In the early 1980’s, the U.S. Environmental Protection Agency (EPA) was notified by scientists performing independent studies that linked the exposure of formaldehyde to nasal cancer in lab rats. After analyzing the studies the EPA had classified formaldehyde as a probable human carcinogen under prolonger or extended periods of exposure.

By 2011, the International Agency for Research on Cancer (IARC) had classified formaldehyde as a human carcinogen, and the National Toxicology Program of the Department of Health and Human Services (DHHS) named formaldehyde as a known and definite carcinogen to humans possible to cause cancer.

The report comes shortly after national Indian authorities investigated the company’s baby powder products to see if they contained asbestos. Johnson & Johnson said in February that the government told it investigators had seen no signs of asbestos in its products and continued sales in India.

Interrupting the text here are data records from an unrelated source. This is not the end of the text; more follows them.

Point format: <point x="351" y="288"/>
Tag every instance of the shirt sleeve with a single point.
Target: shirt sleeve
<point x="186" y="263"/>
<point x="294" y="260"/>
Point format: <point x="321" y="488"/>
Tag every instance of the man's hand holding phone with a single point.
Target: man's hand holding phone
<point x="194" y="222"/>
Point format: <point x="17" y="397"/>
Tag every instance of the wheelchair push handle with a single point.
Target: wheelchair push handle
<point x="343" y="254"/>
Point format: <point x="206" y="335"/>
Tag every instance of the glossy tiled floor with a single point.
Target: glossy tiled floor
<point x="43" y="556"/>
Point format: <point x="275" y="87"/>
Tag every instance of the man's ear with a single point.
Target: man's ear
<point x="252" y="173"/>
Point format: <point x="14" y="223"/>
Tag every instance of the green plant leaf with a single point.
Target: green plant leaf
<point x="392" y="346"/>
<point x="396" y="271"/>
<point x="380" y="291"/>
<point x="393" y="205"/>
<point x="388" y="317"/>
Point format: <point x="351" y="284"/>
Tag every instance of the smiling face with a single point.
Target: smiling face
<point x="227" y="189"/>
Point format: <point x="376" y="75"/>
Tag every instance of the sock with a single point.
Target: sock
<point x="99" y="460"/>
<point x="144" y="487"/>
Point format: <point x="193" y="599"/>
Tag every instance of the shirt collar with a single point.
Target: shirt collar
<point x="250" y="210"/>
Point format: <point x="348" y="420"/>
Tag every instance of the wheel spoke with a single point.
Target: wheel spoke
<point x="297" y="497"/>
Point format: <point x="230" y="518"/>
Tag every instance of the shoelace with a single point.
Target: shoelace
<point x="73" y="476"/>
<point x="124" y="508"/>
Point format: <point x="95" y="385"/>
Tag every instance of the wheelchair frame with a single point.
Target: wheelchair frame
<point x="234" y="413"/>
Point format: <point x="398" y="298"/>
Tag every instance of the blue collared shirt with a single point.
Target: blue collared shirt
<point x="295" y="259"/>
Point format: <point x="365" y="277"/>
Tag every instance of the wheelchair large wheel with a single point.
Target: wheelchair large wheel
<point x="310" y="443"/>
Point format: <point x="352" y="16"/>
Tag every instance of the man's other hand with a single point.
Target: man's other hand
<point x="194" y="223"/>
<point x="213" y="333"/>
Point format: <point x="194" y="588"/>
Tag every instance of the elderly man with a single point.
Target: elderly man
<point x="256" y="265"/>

It also comes as an increasing number of juries in the U.S. say that evidence shown in court establishes that Johnson’s Baby Powder and other talc-based products contributed to the development of mesothelioma and ovarian cancer. This has resulted in a number of verdicts in the tens of millions of dollars over the last year.

Just days after the Rajasthan report was issued, a California jury hit Johnson & Johnson with a $29 million verdict in favor of a woman who says she developed mesothelioma after using its Baby Powder and Shower-to-Shower products for years.

Johnson & Johnson currently faces nearly 13,000 Johnson’s Baby Powder lawsuits and Shower-to-Shower lawsuits pending in courts nationwide, each involving similar allegations that the manufacturer has failed to warn consumers for decades about the cancer risks associated with their talc-based products, including claims brought on behalf of women diagnosed with ovarian cancer and mesothelioma following years of exposure to the widely used products.

While most of the cases are pending in the federal court system, a number of claims have been filed in state courts nationwide, where several prior juries have already returned large verdicts against the manufacturer, often including punitive damages that are designed to punish Johnson & Johnson for recklessly disregarding the safety of consumers when it withheld safety information and continued to promote use of the products among adult women for “feminine hygiene”.

Johnson & Johnson is pursuing appeals in each of the cases that resulted in a verdict, and is refusing to negotiate talcum powder settlements, some analysts have suggested that the verdicts are a sign that juries find Johnson & Johnson’s trial defense lacking in credibility.